Цветаева писала в апреле—мае 1931 года, вспоминая о том, что мать, ужасаясь содержанию (почти неизменно любовному) ее полудетских стихов, не давала ей бумаги: «Не будет бумаги - не будет писать. Главное же - то, что я потом делала с собой всю жизнь - не давали потому, что очень хотелось. Как колбасы, на которую стоило нам только взглянуть, чтобы заведомо не получить. Права на просьбу в нашем доме не было. Даже на просьбу глаз. Никогда не забуду, впрочем, единственного - потому и не забыла! - небывалого случая просьбы моей четырехлетней сестры - матери, печатными буквами во весь лист рисовальной бумаги (рисовать - дозволялось). - Мама! Сухих плодов, пожаласта! - просьбы, безмолвно подсунутой ей под дверь запертого кабинета. Умиленная то ли орфографией, то ли карамзинским звучанием (сухие плоды), то ли точностью перевода с французского (fruits secs), а скорее всего не умиленная, а потрясенная неслыханностью дерзания - как-то сробевши - мать - „плоды“ - дала. И дала не только просительнице (любимице), но всем: нелюбимице - мне и лодырю-брату. Как сейчас помню: сухие груши. По половинке (половинки) на жаждущего…» Зная, что любой ее порыв обязательно будет подавлен, маленькая Муся (имя, придуманное для Марины дома) чувствовала себя нелюбимой, ей казалось, будто мать предпочитает Асю, она обижалась по пустякам, иногда дело доходило даже до того, что возникала мысль: а не одержима ли она дьяволом или, наоборот, она - избранница Божья… Хотя - разве это не одно и то же?

И только тогда, когда Марина брала в руки перо, она обретала нечто похожее на равновесие души. Ловко импровизировать со словами доставляло ей такое же почти экстатическое наслаждение, как ее матери - перебирать пальцами клавиши. Шестилетней девочка уже тайком записывала, торопясь, чтоб не застали за этим занятием, какие-то рифмованные окончания фраз или просто рифмы, изощряясь в перескоках от образа к образу - так, словно бросала камешки в недвижную воду, ожидая, пока пойдут круги, так, словно прыгала на одной ножке, играя в начерченные мелом на тротуаре классы: из одной нумерованной клетки в другую… Пока еще это был всего лишь ребяческий лепет, пока еще дело не шло дальше неприхотливой игры словами, но и здесь уже находила себе выход потребность запечатлеть черным по белому мысли, которые переполняли светлую головку ребенка, кружили ее и были столь властны и столь таинственны, что невольно создавали у девочки ощущение, что она совершает некий сладостный грех.

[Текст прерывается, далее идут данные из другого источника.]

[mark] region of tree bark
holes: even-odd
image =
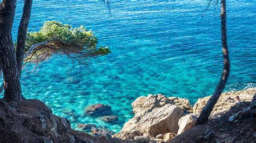
[[[208,117],[212,109],[226,86],[230,75],[230,61],[227,42],[226,0],[221,0],[221,12],[220,14],[220,18],[221,19],[221,43],[224,63],[222,76],[212,96],[209,99],[206,105],[204,106],[200,114],[200,116],[196,123],[196,125],[203,124],[207,122]]]
[[[4,76],[4,99],[9,101],[23,98],[11,36],[16,6],[16,1],[3,0],[0,9],[0,56]]]
[[[32,0],[25,0],[23,13],[21,20],[17,41],[16,60],[19,78],[21,79],[22,63],[26,43],[26,33],[30,18]]]

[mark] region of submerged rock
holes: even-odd
[[[77,124],[77,127],[83,130],[91,130],[93,127],[96,127],[96,125],[95,124]]]
[[[109,142],[71,129],[69,121],[52,115],[43,102],[23,99],[8,103],[0,99],[0,142]]]
[[[99,119],[105,123],[112,123],[118,120],[118,116],[105,116],[99,117]]]
[[[111,107],[103,104],[97,104],[86,107],[85,113],[89,116],[101,116],[109,115],[111,112]]]

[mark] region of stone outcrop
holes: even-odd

Осенью 1901 года Марина впервые идет в гимназию - 4-ю женскую гимназию на Садовой близ Кудринской. Теперь каждый день Ася с гувернанткой заходят за ней после классов. Баллы, которые получает свежеиспеченная школьница, настолько высоки, что мать - не изменяя своей обычной сдержанности - радуется, хотя и старается не показать этого. При всяком удобном случае, узнав об очередных успехах дочери, она предостерегает ее - точно так же, как предостерегала во время занятий музыкой, когда Муся была еще совсем малышкой: если я и поздравляю тебя с тем, что тебе что-то удалось, то только - из-за усердия в занятиях. Дар Божий, не устает повторять Мария Александровна, ничего общего не имеет с так называемой искрой Божьей; истинному гению всегда нужно время на то, чтобы проявиться, и времени на это обычно уходит много. Подобными проповедями Мария Александровна надеялась умерить беспорядочные метания дочери, склонной к тревожившим мать скачкам настроения. В глубине души эта женщина, чей муж был слишком занят и чья музыкальная карьера чересчур рано прекратилась, таила одну-единственную надежду: самореализоваться в своем дитяти. Однако дитя это, которое, с одной стороны, она мечтала бы видеть образцом всех лучших качеств, с другой - чуть-чуть ее страшило. И неудивительно: избыток нежности и чуткости, свойственных ребенку, несколько подавлял мать.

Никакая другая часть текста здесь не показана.